All this is infinitely gratifying for Steve Jobs, the computer pioneer and studio CEO who turns 50 next February. "I have a very simple life," he says, without a trace of irony. "I have my family and I have Apple and Pixar. And I don't do much else." But the night before our interview, Jobs and his kids sat down for their first family screening of Pixar's 2004 release "The Incredibles." After that, he tracked the countdown to the 100 millionth song sold on the iTunes store. Apple had promised a prize to the person who moved the odometer to 10 figures, and as the big number approached, fortune seekers snapped up files at a furious rate. At around 10:15, 20-year-old Kevin Britten of Hays, Kans., bought a song by the electronica band Zero 7, and Jobs himself got on the phone to tell him that he'd won. Then Jobs asked a potentially embarrassing question: "Do you have a Mac or PC?"

"I have a Macintosh... duh!" said Britten.

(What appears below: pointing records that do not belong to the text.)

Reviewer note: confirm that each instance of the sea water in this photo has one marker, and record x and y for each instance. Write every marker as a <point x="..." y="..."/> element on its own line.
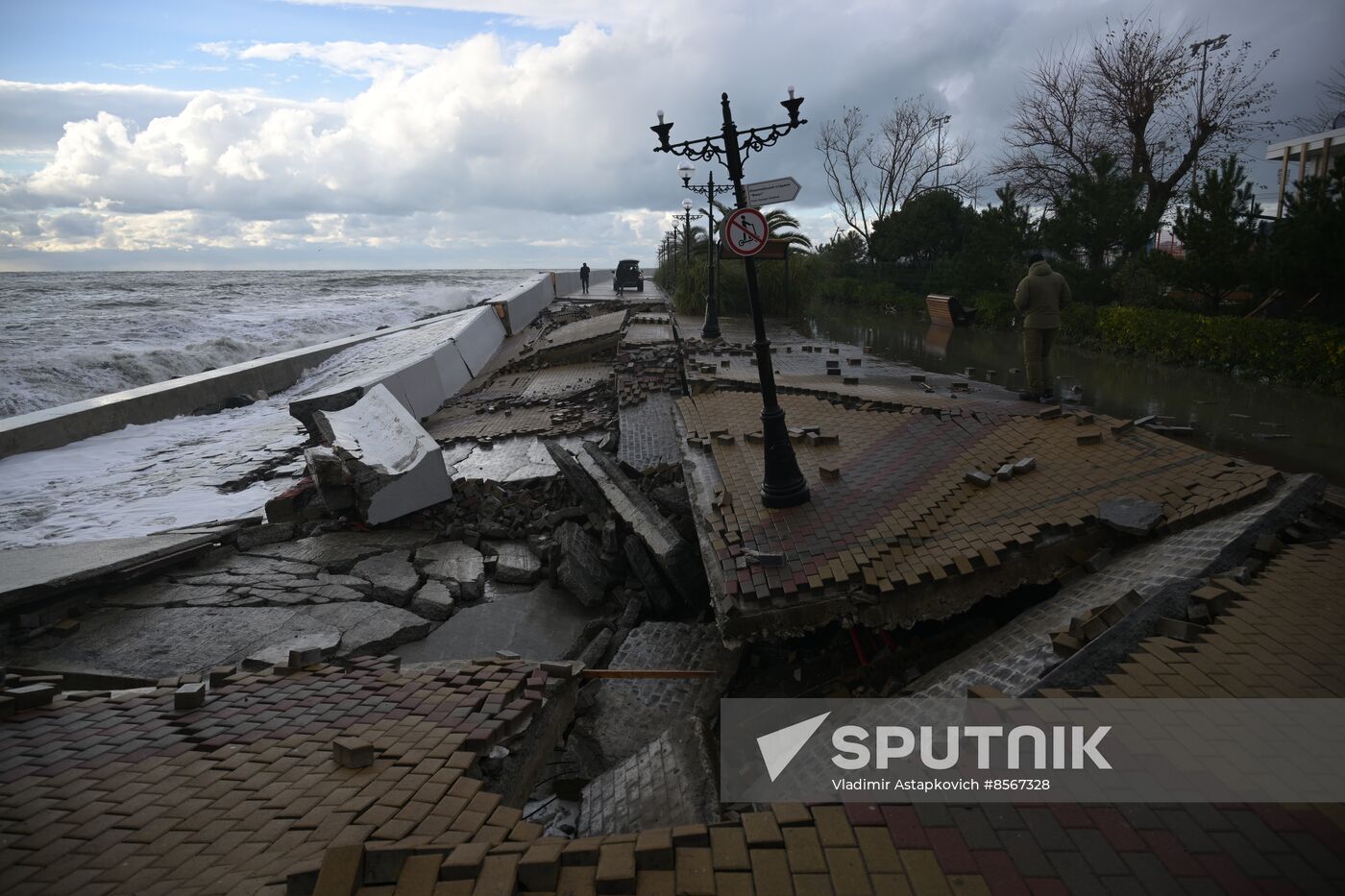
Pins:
<point x="67" y="336"/>
<point x="71" y="336"/>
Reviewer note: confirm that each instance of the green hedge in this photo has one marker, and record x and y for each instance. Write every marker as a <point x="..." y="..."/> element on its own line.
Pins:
<point x="1275" y="350"/>
<point x="870" y="292"/>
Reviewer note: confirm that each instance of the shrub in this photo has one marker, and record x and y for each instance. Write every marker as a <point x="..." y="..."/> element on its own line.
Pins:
<point x="1275" y="350"/>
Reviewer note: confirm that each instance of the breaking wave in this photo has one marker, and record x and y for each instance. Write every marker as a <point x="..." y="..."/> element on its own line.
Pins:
<point x="69" y="336"/>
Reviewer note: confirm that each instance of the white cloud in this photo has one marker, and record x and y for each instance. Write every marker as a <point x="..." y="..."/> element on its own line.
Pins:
<point x="491" y="147"/>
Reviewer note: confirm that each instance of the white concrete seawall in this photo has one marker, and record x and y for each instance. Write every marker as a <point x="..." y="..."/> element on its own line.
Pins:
<point x="473" y="346"/>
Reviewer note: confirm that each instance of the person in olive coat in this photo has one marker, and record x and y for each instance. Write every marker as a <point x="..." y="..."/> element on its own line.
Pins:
<point x="1039" y="298"/>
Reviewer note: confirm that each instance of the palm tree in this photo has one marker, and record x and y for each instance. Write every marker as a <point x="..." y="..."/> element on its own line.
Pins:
<point x="780" y="224"/>
<point x="786" y="227"/>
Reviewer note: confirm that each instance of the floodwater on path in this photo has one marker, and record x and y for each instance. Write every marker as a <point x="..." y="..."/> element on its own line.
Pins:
<point x="1230" y="416"/>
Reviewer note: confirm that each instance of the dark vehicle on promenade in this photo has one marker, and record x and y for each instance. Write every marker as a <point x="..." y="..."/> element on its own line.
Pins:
<point x="628" y="276"/>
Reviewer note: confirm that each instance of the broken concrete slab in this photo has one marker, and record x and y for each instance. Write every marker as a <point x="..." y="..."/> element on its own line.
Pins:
<point x="36" y="573"/>
<point x="515" y="563"/>
<point x="264" y="534"/>
<point x="326" y="640"/>
<point x="661" y="599"/>
<point x="370" y="628"/>
<point x="668" y="782"/>
<point x="163" y="593"/>
<point x="581" y="570"/>
<point x="631" y="712"/>
<point x="678" y="560"/>
<point x="226" y="566"/>
<point x="390" y="463"/>
<point x="457" y="563"/>
<point x="575" y="473"/>
<point x="541" y="623"/>
<point x="434" y="600"/>
<point x="161" y="642"/>
<point x="390" y="574"/>
<point x="580" y="339"/>
<point x="1132" y="516"/>
<point x="339" y="550"/>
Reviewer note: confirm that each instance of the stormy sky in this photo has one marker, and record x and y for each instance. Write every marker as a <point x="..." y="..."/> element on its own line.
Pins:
<point x="490" y="133"/>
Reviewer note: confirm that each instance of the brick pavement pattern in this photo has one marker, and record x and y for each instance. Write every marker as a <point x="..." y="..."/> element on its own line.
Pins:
<point x="245" y="795"/>
<point x="1015" y="657"/>
<point x="793" y="849"/>
<point x="894" y="523"/>
<point x="1278" y="637"/>
<point x="130" y="795"/>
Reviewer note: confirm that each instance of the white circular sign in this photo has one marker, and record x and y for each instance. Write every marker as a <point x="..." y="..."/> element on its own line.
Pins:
<point x="746" y="231"/>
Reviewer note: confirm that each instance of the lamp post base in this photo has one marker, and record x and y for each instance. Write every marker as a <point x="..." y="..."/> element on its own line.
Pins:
<point x="712" y="321"/>
<point x="783" y="485"/>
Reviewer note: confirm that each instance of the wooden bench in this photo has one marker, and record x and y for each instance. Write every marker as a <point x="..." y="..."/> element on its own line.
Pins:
<point x="945" y="311"/>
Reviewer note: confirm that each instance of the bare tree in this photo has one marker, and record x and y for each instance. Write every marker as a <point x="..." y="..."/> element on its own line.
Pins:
<point x="870" y="175"/>
<point x="1331" y="105"/>
<point x="1145" y="96"/>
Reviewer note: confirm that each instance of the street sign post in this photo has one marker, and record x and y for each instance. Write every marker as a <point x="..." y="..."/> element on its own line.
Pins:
<point x="769" y="193"/>
<point x="746" y="231"/>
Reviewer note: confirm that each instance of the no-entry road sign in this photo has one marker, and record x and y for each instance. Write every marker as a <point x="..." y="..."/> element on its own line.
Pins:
<point x="767" y="193"/>
<point x="746" y="231"/>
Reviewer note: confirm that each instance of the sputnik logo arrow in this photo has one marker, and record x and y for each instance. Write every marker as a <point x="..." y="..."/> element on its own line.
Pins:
<point x="780" y="747"/>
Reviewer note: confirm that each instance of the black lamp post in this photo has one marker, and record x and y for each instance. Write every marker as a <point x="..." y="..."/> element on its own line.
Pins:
<point x="783" y="485"/>
<point x="712" y="298"/>
<point x="686" y="229"/>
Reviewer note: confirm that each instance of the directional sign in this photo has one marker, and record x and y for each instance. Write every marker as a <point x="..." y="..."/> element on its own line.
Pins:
<point x="746" y="231"/>
<point x="767" y="193"/>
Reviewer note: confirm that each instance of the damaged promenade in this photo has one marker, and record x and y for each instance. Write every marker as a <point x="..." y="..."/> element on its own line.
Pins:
<point x="477" y="647"/>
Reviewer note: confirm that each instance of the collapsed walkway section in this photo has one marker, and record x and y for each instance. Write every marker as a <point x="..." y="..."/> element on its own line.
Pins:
<point x="918" y="513"/>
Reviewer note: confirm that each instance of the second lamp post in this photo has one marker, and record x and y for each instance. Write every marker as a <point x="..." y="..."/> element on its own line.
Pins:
<point x="782" y="483"/>
<point x="686" y="229"/>
<point x="712" y="299"/>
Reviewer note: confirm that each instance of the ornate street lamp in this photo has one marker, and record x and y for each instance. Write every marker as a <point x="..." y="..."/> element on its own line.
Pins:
<point x="686" y="229"/>
<point x="783" y="485"/>
<point x="712" y="299"/>
<point x="1203" y="47"/>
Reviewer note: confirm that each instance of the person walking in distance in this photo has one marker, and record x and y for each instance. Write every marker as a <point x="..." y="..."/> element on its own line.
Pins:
<point x="1039" y="296"/>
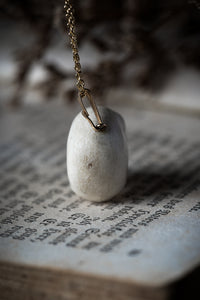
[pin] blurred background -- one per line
(135, 51)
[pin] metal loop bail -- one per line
(98, 127)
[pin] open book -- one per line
(140, 245)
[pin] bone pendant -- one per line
(97, 162)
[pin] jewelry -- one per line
(97, 156)
(83, 92)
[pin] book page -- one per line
(149, 234)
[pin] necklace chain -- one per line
(83, 92)
(73, 42)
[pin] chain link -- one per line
(83, 92)
(73, 42)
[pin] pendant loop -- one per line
(86, 93)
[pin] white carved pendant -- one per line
(97, 162)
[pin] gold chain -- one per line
(83, 92)
(73, 42)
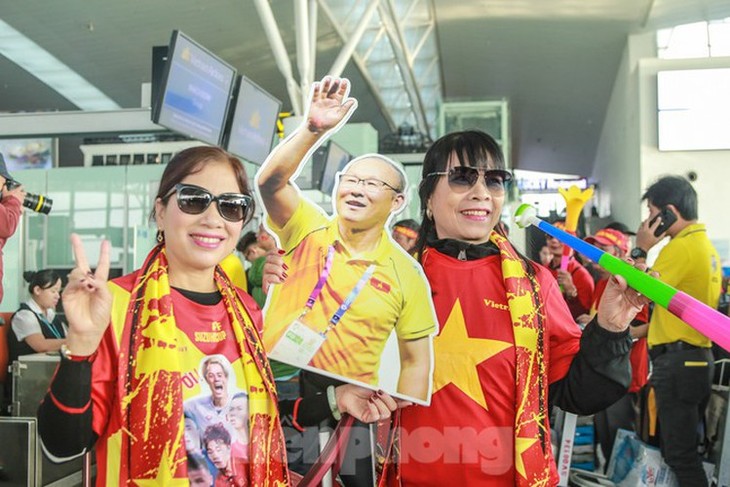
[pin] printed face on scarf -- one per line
(238, 413)
(217, 379)
(219, 453)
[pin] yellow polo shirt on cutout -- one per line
(396, 297)
(691, 264)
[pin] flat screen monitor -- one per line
(693, 109)
(28, 153)
(337, 158)
(253, 124)
(195, 91)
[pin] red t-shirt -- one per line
(466, 436)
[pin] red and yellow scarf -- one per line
(532, 449)
(151, 440)
(532, 430)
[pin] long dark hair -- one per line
(472, 148)
(43, 279)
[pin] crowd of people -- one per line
(165, 371)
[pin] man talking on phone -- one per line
(681, 356)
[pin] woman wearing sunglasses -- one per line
(507, 343)
(130, 363)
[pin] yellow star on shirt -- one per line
(164, 476)
(457, 356)
(522, 445)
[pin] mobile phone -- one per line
(668, 218)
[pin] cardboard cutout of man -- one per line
(349, 285)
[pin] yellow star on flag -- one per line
(457, 356)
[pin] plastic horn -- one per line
(575, 200)
(698, 315)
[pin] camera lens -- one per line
(38, 203)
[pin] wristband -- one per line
(332, 400)
(69, 355)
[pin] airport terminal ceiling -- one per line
(554, 60)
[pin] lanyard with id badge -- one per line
(299, 343)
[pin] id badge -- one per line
(298, 345)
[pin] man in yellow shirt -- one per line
(681, 357)
(349, 285)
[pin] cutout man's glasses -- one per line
(371, 185)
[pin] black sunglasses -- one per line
(194, 200)
(461, 178)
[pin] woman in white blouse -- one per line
(35, 326)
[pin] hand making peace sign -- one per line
(86, 300)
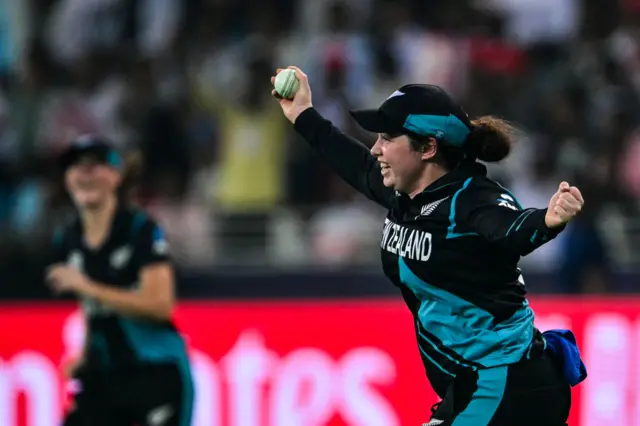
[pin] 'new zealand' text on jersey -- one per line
(453, 251)
(115, 340)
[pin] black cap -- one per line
(97, 146)
(419, 109)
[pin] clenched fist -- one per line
(292, 108)
(565, 204)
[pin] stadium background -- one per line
(283, 302)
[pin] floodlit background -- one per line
(255, 220)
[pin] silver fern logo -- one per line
(427, 209)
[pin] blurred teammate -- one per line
(134, 368)
(451, 242)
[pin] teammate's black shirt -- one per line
(453, 251)
(118, 341)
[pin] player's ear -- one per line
(429, 149)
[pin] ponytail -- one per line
(131, 174)
(491, 139)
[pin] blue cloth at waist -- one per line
(564, 349)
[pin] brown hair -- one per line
(491, 139)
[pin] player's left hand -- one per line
(565, 204)
(66, 279)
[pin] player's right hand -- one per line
(301, 101)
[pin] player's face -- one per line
(401, 165)
(90, 182)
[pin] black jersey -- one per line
(453, 251)
(115, 340)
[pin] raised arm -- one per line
(347, 156)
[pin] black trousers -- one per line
(530, 393)
(152, 395)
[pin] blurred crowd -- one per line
(182, 88)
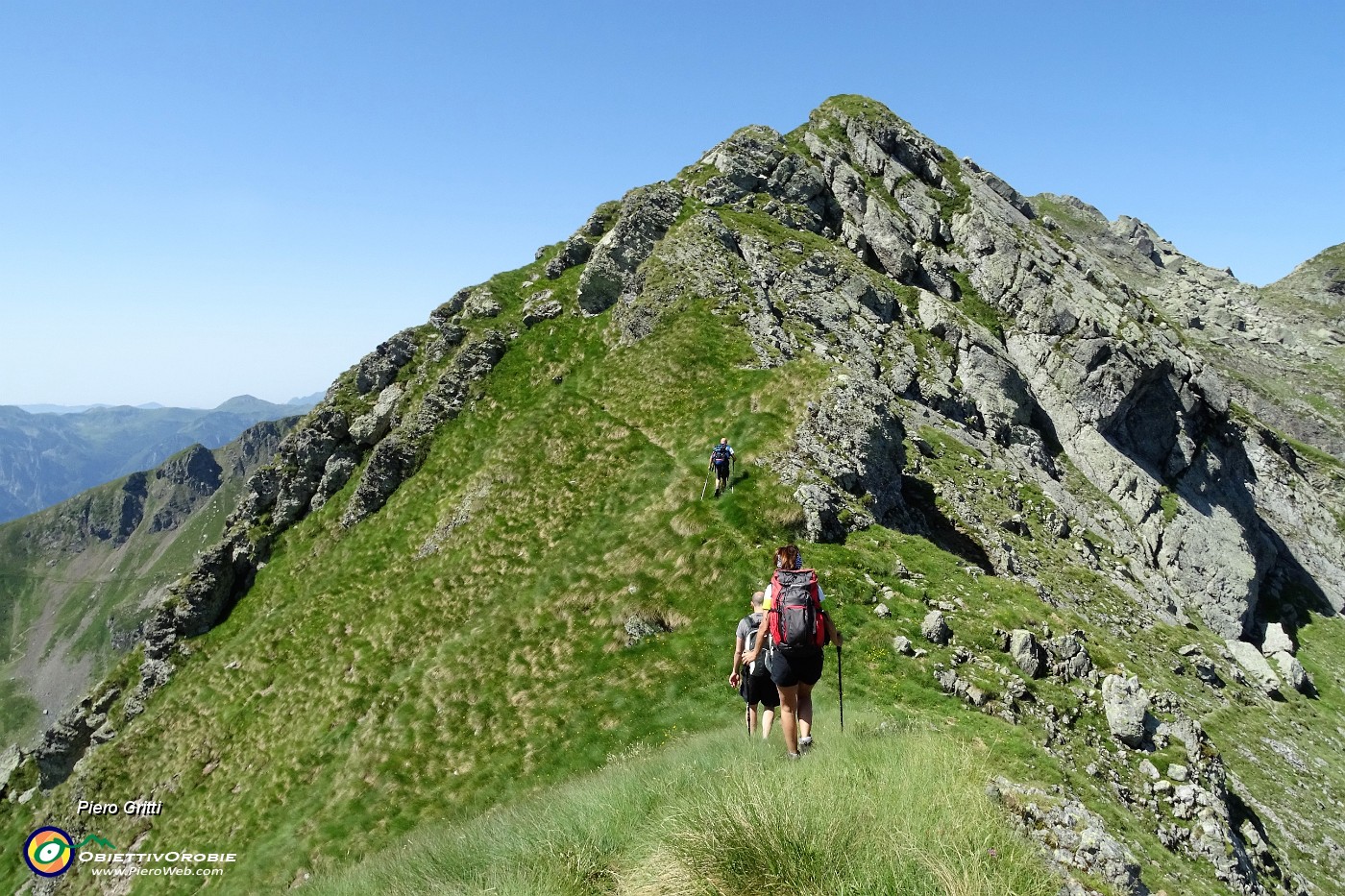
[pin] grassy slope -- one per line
(433, 687)
(877, 811)
(367, 688)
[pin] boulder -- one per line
(1275, 641)
(1126, 705)
(935, 628)
(369, 428)
(612, 269)
(534, 315)
(1255, 666)
(1294, 671)
(1026, 653)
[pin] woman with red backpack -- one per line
(796, 628)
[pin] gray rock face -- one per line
(1068, 657)
(935, 628)
(575, 252)
(369, 428)
(1072, 835)
(614, 267)
(379, 368)
(1026, 653)
(541, 307)
(1126, 705)
(306, 451)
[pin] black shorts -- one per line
(759, 690)
(796, 667)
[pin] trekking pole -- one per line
(840, 688)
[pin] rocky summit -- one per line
(1096, 482)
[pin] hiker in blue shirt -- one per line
(721, 462)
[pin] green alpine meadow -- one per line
(1076, 502)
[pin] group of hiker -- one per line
(777, 651)
(777, 648)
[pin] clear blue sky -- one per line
(204, 200)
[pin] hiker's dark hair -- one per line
(789, 557)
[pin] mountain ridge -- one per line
(968, 413)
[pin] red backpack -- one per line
(796, 613)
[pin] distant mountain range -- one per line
(49, 456)
(306, 401)
(80, 577)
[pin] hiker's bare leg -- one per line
(804, 709)
(790, 717)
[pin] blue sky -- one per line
(205, 200)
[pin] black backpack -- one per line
(757, 667)
(796, 626)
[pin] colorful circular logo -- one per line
(49, 852)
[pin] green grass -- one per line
(977, 308)
(717, 814)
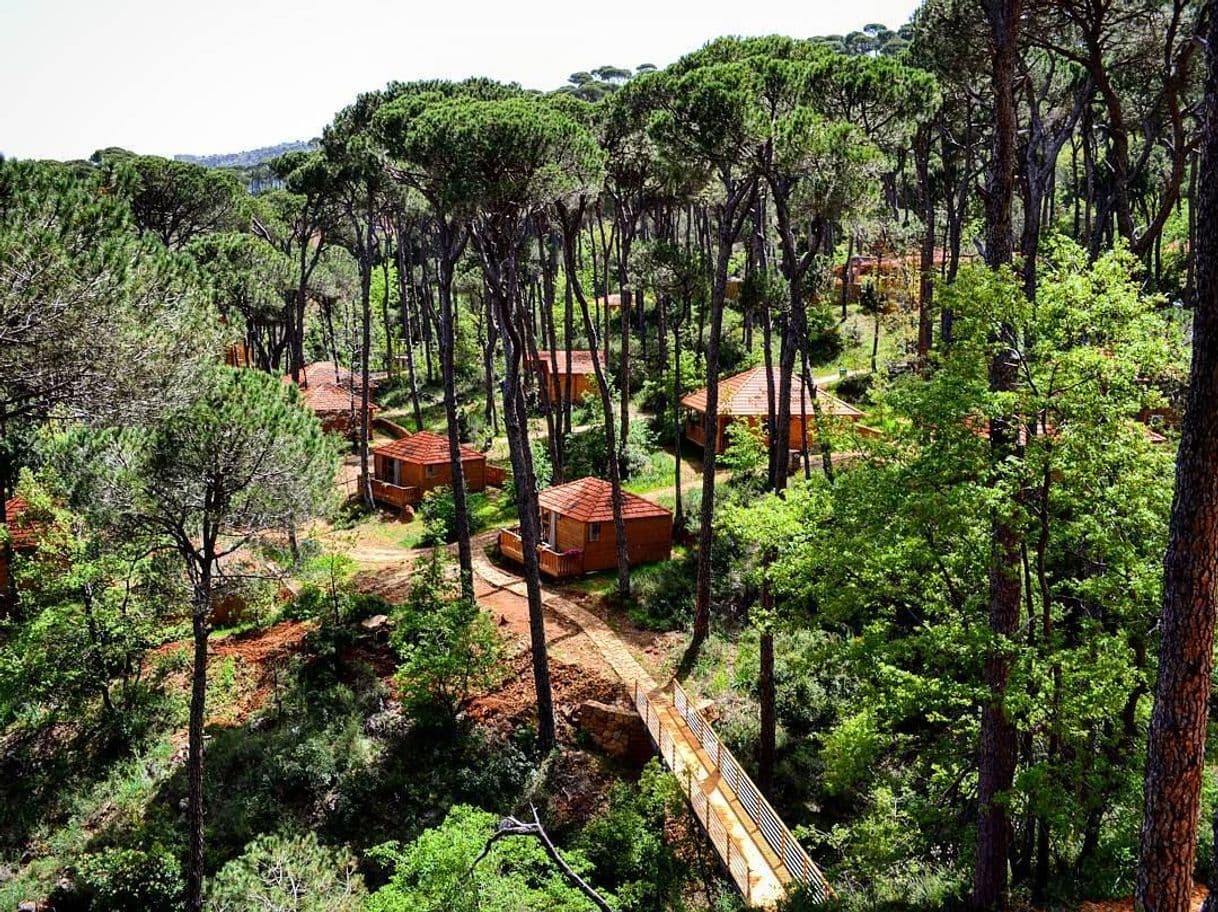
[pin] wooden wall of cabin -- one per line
(647, 538)
(415, 475)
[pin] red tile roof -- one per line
(424, 448)
(23, 533)
(328, 397)
(580, 363)
(746, 395)
(325, 371)
(591, 501)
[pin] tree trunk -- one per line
(201, 628)
(1175, 755)
(767, 740)
(451, 250)
(998, 734)
(570, 229)
(728, 228)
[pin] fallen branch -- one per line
(513, 827)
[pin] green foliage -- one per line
(130, 880)
(439, 516)
(849, 751)
(436, 872)
(288, 874)
(663, 593)
(626, 848)
(447, 645)
(90, 610)
(747, 456)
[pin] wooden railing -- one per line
(552, 563)
(395, 494)
(391, 427)
(769, 823)
(714, 826)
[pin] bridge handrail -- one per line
(767, 821)
(720, 835)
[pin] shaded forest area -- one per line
(946, 592)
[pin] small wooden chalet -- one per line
(407, 468)
(333, 393)
(575, 374)
(23, 535)
(577, 530)
(743, 397)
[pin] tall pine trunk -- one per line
(1175, 755)
(998, 734)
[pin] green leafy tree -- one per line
(446, 644)
(280, 873)
(179, 201)
(244, 457)
(445, 871)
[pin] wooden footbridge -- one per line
(755, 846)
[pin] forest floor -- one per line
(1127, 904)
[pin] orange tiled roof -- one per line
(591, 501)
(23, 535)
(325, 371)
(746, 395)
(328, 397)
(424, 448)
(580, 363)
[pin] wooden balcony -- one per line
(552, 563)
(395, 494)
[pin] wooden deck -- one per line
(753, 843)
(552, 563)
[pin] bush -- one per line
(436, 872)
(543, 471)
(130, 880)
(288, 874)
(446, 643)
(664, 594)
(439, 518)
(626, 845)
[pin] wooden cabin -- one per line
(23, 537)
(576, 374)
(238, 354)
(334, 395)
(408, 468)
(743, 397)
(337, 408)
(579, 535)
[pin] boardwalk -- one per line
(752, 841)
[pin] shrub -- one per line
(130, 880)
(664, 594)
(626, 846)
(288, 874)
(436, 872)
(855, 389)
(446, 643)
(439, 516)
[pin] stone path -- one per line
(755, 868)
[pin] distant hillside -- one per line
(246, 160)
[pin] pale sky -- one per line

Jobs laughs while recounting this. Even though Macintosh sales have gone up recently, he knows that the odds are small of anyone's owning a Mac as opposed to the competition. He doesn't want that to happen with his company's music player. "There are lots of examples where not the best product wins," he says. "Windows would be one of those, but there are examples where the best product wins. And the iPod is a great example of that." As anyone can see from all those white cords dangling from people's ears.